Q Next summer I am flying from my local airport, Birmingham, to Ecuador, on KLM. The route is via Amsterdam to Quito, and the same coming home. But my travel agent now says KLM has cancelled the Amsterdam-Birmingham afternoon flight on 21 June.

I have been rebooked on the evening flight, but the gap between arriving from Quito at 1.15pm and leaving for Birmingham at 9.50pm is over eight hours. The agent said she could search for Manchester or Heathrow connections instead, but as I live in Derby, neither is suitable. Do I have the right to request an alternative airline for this leg?

Jacqueline L

A KLM is subject to EU air passengers’ rights rules. In a case like this where plenty of notice is given, the cancelling airline simply needs to offer “re-routing, under comparable transport conditions, to [your] final destination at the earliest opportunity”.

The obvious alternative (and I am surprised your travel agent has not suggested it) is flying from Amsterdam to Paris CDG and connecting there to Air France, which would get you back to Birmingham at 5.50pm. But would I take it? Certainly not. Your flight from Quito to Amsterdam is already too long for comfort: it is a “triangular” route that spends an hour flying away from Amsterdam to reach Guayaquil, the second Ecuadorean city, where it waits on the ground for 90 minutes.

Better to accept the later flight and make the most of a bonus brief city break in Amsterdam. Unencumbered by baggage, which will be checked through to your final destination, you can spend midsummer’s afternoon and evening enjoying the Dutch capital. The airport is only 16 minutes by rail from the city centre, so you could enjoy six rewarding hours in Amsterdam.

One other suggestion: I believe the law should allow you to claim back the inbound portion of the fare (leaving the outbound intact). If this would refund you £700, it would cover the cost of a nonstop Iberia flight from Quito to Madrid and an onward self-transfer on Ryanair to Birmingham. There is a 10-hour gap between, allowing you to explore Madrid instead, and it would shave at least four hours off the time you will spend in the air.

Turkish Airlines ground staff in Istanbul will be aware of a tight connection
Turkish Airlines ground staff in Istanbul will be aware of a tight connection (Simon Calder)

Q I am booked with Turkish Airlines on a 6.35am flight from London Heathrow to Istanbul, with an onward flight to Trabzon in eastern Turkey. It requires a change of planes at Istanbul airport, from international to domestic. The gap between arrival and departure is 85 minutes. Is that enough?

Chris D

A The honest answer is that I don’t know if you will have time to connect. If all goes smoothly, there should be no problem. But you will need to clear immigration before transferring to your onward domestic flight, and that could be a hurdle too far.

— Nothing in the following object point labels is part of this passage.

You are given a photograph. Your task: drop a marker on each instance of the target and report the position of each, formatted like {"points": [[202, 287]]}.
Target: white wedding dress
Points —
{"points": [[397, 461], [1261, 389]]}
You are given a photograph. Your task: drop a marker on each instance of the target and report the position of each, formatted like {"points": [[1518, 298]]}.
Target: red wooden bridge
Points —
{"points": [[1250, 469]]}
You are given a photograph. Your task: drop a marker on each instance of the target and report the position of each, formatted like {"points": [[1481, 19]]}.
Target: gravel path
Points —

Last time I arrived at Istanbul – in the early hours of the morning – the wait for passport control was almost an hour. You will be touching down in the middle of the day, at a time when I hope there will be more officers on duty. Even though Istanbul airport is huge, an on-time arrival combined with a wait of, say, 15 minutes should be more than enough.

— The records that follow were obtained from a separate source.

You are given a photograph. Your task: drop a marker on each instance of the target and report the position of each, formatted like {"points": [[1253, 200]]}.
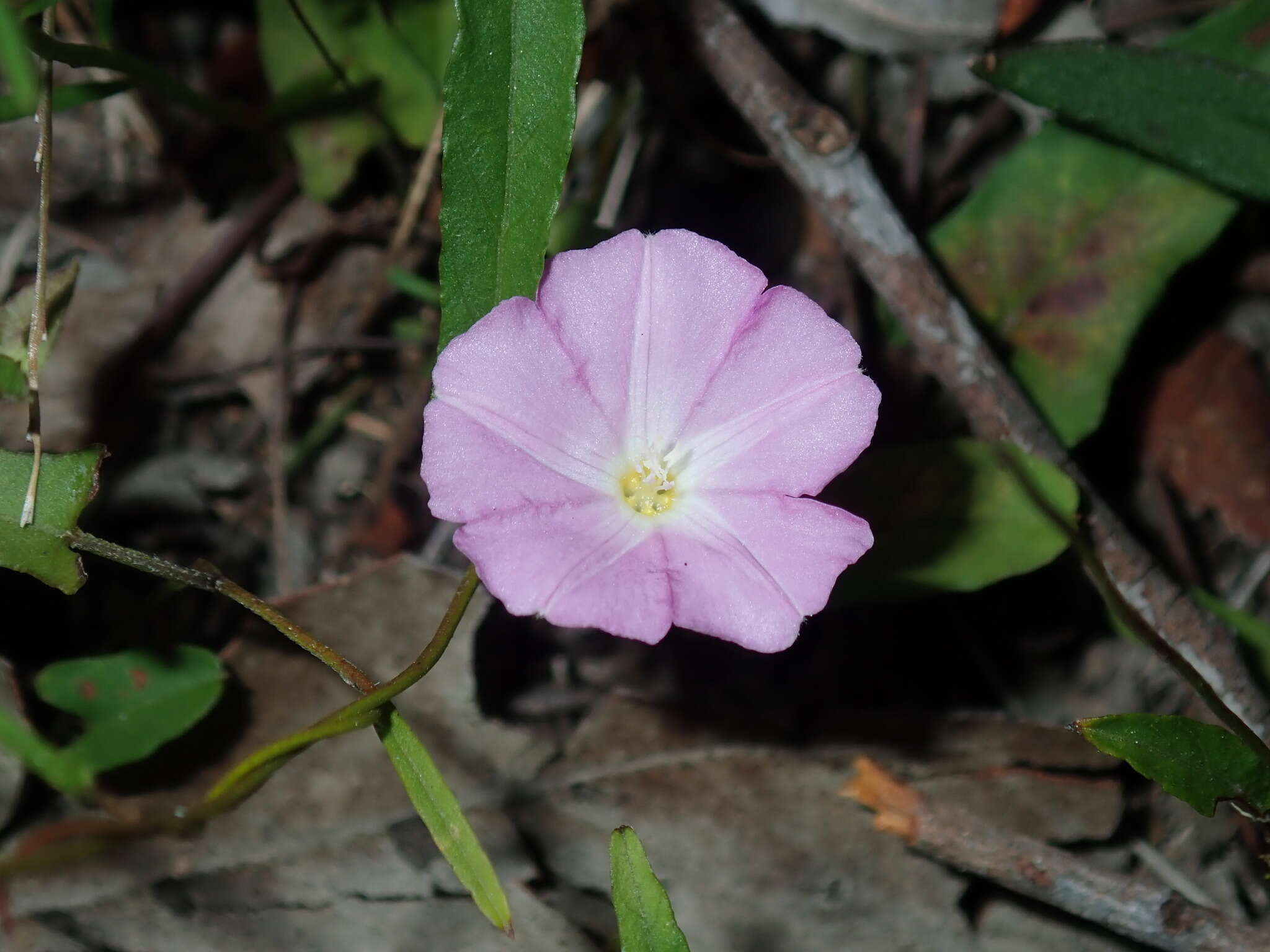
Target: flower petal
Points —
{"points": [[470, 471], [789, 408], [578, 565], [648, 322], [750, 566], [510, 375]]}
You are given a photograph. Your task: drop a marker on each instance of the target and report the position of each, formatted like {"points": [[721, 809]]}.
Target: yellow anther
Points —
{"points": [[648, 491]]}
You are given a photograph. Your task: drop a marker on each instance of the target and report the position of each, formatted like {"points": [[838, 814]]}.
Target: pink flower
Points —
{"points": [[633, 450]]}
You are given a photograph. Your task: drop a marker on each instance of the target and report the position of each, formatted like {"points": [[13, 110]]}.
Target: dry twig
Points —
{"points": [[819, 154], [38, 328], [1152, 914]]}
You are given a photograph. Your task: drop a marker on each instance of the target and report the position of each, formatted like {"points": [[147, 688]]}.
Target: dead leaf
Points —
{"points": [[892, 25], [1208, 430]]}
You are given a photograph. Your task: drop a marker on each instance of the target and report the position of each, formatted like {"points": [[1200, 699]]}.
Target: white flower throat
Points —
{"points": [[648, 483]]}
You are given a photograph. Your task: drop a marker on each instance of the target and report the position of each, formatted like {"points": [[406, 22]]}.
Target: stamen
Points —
{"points": [[648, 487]]}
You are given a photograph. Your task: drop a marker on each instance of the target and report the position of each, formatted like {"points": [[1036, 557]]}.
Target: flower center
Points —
{"points": [[648, 485]]}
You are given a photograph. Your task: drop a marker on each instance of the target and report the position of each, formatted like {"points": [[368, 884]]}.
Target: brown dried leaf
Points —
{"points": [[1208, 430]]}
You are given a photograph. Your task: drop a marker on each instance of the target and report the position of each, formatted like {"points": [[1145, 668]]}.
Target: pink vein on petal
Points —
{"points": [[717, 446], [544, 451], [711, 526], [596, 560], [642, 353]]}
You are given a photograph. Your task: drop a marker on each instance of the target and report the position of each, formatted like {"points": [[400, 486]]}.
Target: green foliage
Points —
{"points": [[33, 8], [48, 763], [16, 63], [1198, 763], [1197, 115], [414, 284], [646, 919], [16, 327], [1254, 632], [68, 482], [508, 130], [953, 516], [441, 814], [1068, 243], [65, 97], [395, 52], [131, 702], [138, 70]]}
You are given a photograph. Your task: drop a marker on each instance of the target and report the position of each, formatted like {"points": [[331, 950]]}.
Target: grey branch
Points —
{"points": [[817, 150], [1151, 914]]}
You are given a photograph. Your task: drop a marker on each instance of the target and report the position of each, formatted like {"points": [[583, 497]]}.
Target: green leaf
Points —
{"points": [[953, 516], [60, 772], [1197, 115], [33, 8], [131, 702], [398, 54], [68, 482], [66, 97], [1068, 243], [510, 112], [1198, 763], [644, 917], [16, 64], [414, 284], [16, 327], [440, 811]]}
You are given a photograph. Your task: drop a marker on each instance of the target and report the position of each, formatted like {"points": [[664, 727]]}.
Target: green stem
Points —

But other factors are at play. I have looked at the past week’s performance on the first flight of the day from Heathrow to Istanbul. On five of the days, flight TK1988 arrived comfortably ahead of schedule. On one day, it was exactly on schedule. But on the remaining day, a delay in leaving Heathrow made it half an hour late.

Should there be a hold-up, you are not on your own. Turkish Airlines ground staff will be aware that you (and probably other passengers) have a tight connection, and will do what they can to help you make it. If, despite this, you arrive at the gate too late, the carrier has other departures later in the day. You should be rebooked without fuss – with lunch at the airport offered free of charge while you wait.

Should the cause of a delay be within the control of Turkish Airlines, and you arrive three hours or more behind schedule at Trabzon, you will be entitled to £350 in cash compensation – which is presumably more than you paid for the flight.

Such is the welcome spread of destinations across Turkey that Trabzon, on the Black Sea coast, is one of the few significant cities still without a direct link from London or elsewhere in the UK. I imagine it will get one soon.